For four months, Nance was without basketball. By late June, he began jogging and shooting. And when he picked up full-speed running in early October, the Wyoming staff was confident Nance would be ready for the 2014-15 season.
But ready to play and ready to soar are much different. Nance wasn’t sure he had regained the latter until late October, several days after he returned to full practices with the Cowboys for the first time.
“Josh (Adams) was out of bounds, and he threw an out-of-bounds lob to me,” Nance said. “I felt my elbows at the rim. I just — I didn’t stop smiling for the rest of the day.”
Adams, a junior, almost didn’t throw the lob in practice that day. He had been scolded as an underclassman for making some risky alley-oop passes that were off target.
But as he noticed Nance peel off his defender, he thought, “What the heck?”
The whole team, Adams said, knew the resulting dunk was much more than a well-executed play in practice.
“I tossed it up and he was Larry Nance again,” Adams said.
This dunk extra special
Dunks became landmarks, and progress reached a fever pitch Nov. 22. In the second half of a dominating win over Colorado, Adams was dribbling on a fast break when he saw Nance coming clean down the middle of the paint. He tossed the lob and Nance did the rest, throwing down a jam over CU star Josh Scott that made the rounds on just about every highlight show.
“To me it was a lot more than just two points, just a dunk on somebody,” Nance said. “It was just a sigh of relief, finally getting the first one out of the way. It was just a weight off my shoulders.”
Shyatt said Nance still hasn’t fully returned to top form — a scary thought for Mountain West opponents — though he’s getting close.
Most important, Nance has returned to the family business of rattling rims.
“Being without basketball this entire summer, this whole time, was awful,” Nance said. “I’m just so happy to be playing basketball again.”

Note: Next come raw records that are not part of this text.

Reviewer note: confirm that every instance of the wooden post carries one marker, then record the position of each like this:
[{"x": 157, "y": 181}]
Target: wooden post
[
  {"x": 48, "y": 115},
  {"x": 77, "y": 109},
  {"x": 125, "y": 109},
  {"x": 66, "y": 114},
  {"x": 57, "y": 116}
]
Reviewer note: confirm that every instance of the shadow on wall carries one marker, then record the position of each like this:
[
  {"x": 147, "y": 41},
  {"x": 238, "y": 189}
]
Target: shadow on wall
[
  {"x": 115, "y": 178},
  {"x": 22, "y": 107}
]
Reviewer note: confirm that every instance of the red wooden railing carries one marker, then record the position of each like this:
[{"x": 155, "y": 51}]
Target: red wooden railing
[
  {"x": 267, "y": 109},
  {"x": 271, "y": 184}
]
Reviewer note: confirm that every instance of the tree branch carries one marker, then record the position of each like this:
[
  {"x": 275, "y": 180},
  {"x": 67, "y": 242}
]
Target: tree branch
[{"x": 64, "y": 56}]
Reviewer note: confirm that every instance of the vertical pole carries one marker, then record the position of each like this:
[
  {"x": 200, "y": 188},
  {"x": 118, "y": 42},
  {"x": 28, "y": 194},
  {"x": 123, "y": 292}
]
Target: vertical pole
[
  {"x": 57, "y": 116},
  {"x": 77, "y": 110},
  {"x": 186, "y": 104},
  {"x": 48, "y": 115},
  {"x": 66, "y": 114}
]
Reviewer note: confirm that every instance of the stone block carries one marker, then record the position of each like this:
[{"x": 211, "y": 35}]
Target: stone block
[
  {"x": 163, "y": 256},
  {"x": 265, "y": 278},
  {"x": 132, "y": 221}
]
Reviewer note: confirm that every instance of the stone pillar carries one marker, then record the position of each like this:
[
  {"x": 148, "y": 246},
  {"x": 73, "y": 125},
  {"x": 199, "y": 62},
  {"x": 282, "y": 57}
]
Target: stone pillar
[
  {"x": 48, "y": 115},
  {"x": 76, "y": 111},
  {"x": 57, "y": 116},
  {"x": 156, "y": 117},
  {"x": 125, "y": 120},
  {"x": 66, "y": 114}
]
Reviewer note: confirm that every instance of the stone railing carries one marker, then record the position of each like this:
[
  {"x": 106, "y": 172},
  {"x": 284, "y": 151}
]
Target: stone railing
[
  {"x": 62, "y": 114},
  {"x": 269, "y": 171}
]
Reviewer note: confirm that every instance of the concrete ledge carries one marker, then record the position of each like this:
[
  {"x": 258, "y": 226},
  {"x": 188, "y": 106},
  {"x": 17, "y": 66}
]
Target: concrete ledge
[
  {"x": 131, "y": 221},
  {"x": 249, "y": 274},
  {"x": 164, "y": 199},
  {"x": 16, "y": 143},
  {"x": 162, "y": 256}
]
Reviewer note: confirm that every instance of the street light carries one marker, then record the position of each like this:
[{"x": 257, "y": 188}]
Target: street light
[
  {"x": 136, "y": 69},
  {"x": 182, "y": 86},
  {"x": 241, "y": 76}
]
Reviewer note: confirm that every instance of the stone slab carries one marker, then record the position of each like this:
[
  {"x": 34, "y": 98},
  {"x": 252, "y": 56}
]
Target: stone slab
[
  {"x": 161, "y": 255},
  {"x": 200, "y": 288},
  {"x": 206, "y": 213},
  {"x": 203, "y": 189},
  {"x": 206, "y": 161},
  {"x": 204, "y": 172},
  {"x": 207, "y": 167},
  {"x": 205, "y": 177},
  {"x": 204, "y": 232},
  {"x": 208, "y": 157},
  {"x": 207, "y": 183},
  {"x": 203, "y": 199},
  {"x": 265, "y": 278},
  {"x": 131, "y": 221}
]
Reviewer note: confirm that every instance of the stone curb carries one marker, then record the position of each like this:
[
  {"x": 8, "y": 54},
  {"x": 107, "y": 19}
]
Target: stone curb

Nick Kosmider: 303-954-1516, nkosmider@denverpost.com or
Dandy dunks
Larry Nance Jr. has his own highlight reel of his impressive dunks during his Wyoming basketball career. Three that stand out:
Date: Jan. 24, 2012, against San Diego State
Description: Nance was running in transition when he took a pass at the top of the key. In one motion, he took off from just inside the free-throw line, his body outstretched like Michael Jordan’s famous logo, and slammed it home.
Quote: “That’s the one that everybody says is their favorite,” Nance said.
Date: Jan. 25, 2014, against Nevada
Description: With Wyoming trailing by two points at the end of regulation, Nance tipped a rebound to himself, gathered it and dunked it to force overtime, where he later made the game-winner on a hook shot.
Quote: “It was just such a change-of-pace type of dunk,” Nance said. “They had all the momentum. We just switched it and never looked back, and won that game in overtime.”
Date: Nov. 22, 2014, against Colorado
Description: Nance ran down the lane in transition, and point guard Josh Adams tossed a one-handed lob toward the rim. The ball didn’t go as high as Adams wanted, but Nance pulled it in anyway and threw it down over CU star Josh Scott.
Quote: “It was more gratifying just to see his eyes light up as he realized he could still do the things he used to do,” Adams said.